Ele diz ainda que a pandemia mostrou que há setores em que é possível, por exemplo, trabalhar de casa. "O trabalho remoto pode abrir nichos novos de mercado, o que leva as pessoas a se deslocarem menos na Cidade. Vai haver menos engarrafamento, e há uma ligação da questão atmosférica com uma série de doenças", reflete. "Talvez na retomada a gente vá ter uma questão de turismo mais local, regional. Isso pode ser bom socialmente, economicamente e ambientalmente porque vai reduzir grandes deslocamentos que geram muito impacto. Vejo como uma tendência".

Professora do Departamento de Engenharia Hidráulica e Ambiental da UFC, Marisete Dantas destaca que a "tentativa de equilíbrio" da sociedade com a natureza não foi efetivada, já que o retorno às atividades ocorre poucos meses após o início da pandemia. "O ambiente deu uma respirada.
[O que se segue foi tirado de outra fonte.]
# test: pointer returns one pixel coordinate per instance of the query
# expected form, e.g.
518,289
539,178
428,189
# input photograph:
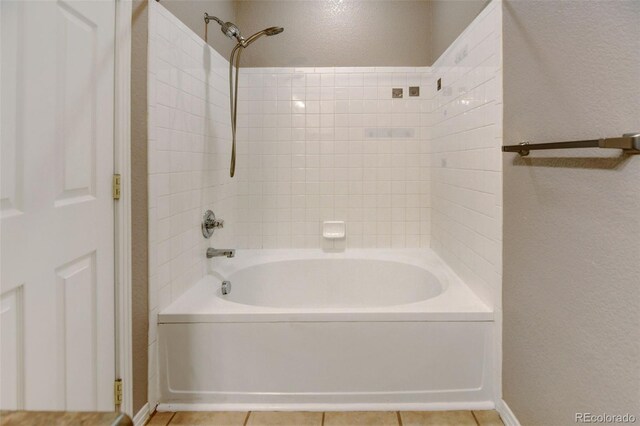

Agora vamos enfrentar grande perda dessa qualidade natural e daqui a alguns meses estaremos como os mesmos problemas de antes", projeta. "A degradação vai ser sentida".

Consumo desenfreado

O ponto de partida para uma sociedade sustentável pós-pandemia é o equilíbrio. A geógrafa Magda Maya, doutora em Desenvolvimento e Meio Ambiente e autora do livro "Sustentabilidade 4.0" aponta que, neste momento, o indicado é não consumir de forma desenfreada. Ter comportamento calmo e controle das ações são aspectos que farão diferença nessa próxima etapa.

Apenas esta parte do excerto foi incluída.